Jake’s Cautionary Tale

Golden Retriever

Source: Wikipedia

An urgent call came in to the hospital in early December. Jake’s owner was on the line. “Jake has been coughing up phlegm and blood. What should I do?” We recommended that he be brought in to our hospital immediately.

Jake arrived and we rushed him directly to the treatment area. I could see that he was very lethargic, had pale gums and a bruised underbelly. He normally comes into our hospital wagging his golden tail and is so happy to see us, but he yelped when I started his exam. His owner said, “Jake has been eating less lately and seemed to be in pain when we lifted him into the car.” Based on what I saw, this looked like a possible case of rodenticide toxicity.

Radiographs and blood testing confirmed my suspicion. We started Jake immediately on oxygen therapy and he was given vitamin K, the antidote for rodenticide toxicity.
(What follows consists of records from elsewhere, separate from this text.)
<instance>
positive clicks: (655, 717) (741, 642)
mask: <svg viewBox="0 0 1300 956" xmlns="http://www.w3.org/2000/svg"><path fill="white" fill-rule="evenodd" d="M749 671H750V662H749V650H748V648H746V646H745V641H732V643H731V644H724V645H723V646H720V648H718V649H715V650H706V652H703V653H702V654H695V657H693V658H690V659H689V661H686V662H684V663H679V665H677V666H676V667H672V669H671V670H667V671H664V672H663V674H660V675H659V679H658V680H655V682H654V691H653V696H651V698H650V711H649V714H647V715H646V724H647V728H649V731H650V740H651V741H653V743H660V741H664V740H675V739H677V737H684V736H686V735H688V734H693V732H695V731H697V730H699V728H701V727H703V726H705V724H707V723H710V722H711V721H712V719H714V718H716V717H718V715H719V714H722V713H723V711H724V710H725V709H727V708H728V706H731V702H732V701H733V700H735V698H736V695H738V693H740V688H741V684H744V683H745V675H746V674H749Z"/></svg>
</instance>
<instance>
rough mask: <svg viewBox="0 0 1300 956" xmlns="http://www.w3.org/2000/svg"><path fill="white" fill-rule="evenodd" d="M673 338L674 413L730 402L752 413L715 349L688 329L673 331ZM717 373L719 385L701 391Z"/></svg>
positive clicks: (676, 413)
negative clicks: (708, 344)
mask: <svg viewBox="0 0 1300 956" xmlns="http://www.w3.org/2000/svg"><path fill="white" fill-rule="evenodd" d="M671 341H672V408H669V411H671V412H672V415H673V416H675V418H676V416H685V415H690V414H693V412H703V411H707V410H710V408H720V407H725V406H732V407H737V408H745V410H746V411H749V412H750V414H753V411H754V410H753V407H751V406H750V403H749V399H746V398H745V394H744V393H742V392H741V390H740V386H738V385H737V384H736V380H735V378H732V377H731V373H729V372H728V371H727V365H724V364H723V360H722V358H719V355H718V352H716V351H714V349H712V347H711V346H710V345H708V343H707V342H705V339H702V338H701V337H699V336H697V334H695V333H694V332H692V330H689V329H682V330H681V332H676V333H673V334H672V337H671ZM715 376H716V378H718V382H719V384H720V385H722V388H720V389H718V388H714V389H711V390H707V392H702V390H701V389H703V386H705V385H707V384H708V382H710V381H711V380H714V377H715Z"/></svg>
But despite treatment, Jake’s health worsened and his red blood cell count got dangerously low. We knew it was time for a blood transfusion. He spent several days in critical condition on oxygen therapy and received multiple blood transfusions at the emergency hospital before making a full recovery. We are so happy to see his wagging tail again, especially knowing how close we were to losing him.

Jake’s story is a cautionary tale to all with pets and children. Rodenticide can kill more than just rodents, including wildlife such as hawks and owls. Rodent poison interferes with Vitamin K, which is required for blood to clot normally. Jake was bleeding internally into his chest and his joints. Our hospital sees many animals have ingested rat poison or rats that have eaten poison, and are close to death by the time they arrive.
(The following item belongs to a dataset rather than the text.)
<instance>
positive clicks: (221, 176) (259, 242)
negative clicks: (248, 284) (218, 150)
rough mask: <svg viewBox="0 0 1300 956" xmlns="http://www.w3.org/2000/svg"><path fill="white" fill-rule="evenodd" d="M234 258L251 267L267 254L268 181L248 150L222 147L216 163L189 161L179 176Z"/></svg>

Here are some safe methods for ridding your home of rodents.

* Food left out unattended is a magnet for rats and mice. Food should always be put away and stored in sealed containers. Keep pet food in elevated dishes to discourage rodents from eating pet food.
* Humane traps are an easy way to rid your environment of rodents. Some, such as Hav-a-Hart traps and Victor’s Tin Cat, are easy to use. These one-way traps allow rodents to be released into fields and canyons. Always release rodents at least 2-3 miles away from your home, as they will return if released in a close proximity to where they were trapped. Place these traps against walls or in corners where rodents will travel.
– Use peanut butter or some other sweet and sticky goodie. But first, start by placing the trap open without triggering trap. Bait the trap and allow the rodent to enter and exit freely for a few days. Once the rodent has acclimated to the trap, then begin setting the trap to trigger and close. Since rats and mice are very cautious of new things, baiting humane traps is the key to success.
* Several companies now make predator scent that can sprayed onto surfaces or items then placed in areas with rodents. One of the best is the ferret scent. In the wild, ferrets can tunnel, and their smell will scare rats and mice into moving to an area that seems safer.
* Attempt to find how rodents are entering the building. The best way to deal with a rodent problem is to limit their access. Seal all holes and cracks that are ¼ inch in diameter or larger, which may allow for a rodent to enter.
* If all else fails, snap traps can also be used to catch rats and mice. Always buy appropriate sized traps to ensure effectiveness. Bait these traps the same as baiting a humane trap. Start by placing the trap open without triggering.

Hopefully, using these rodenticide-free methods will keep your rodent population down and your kids and pets safe.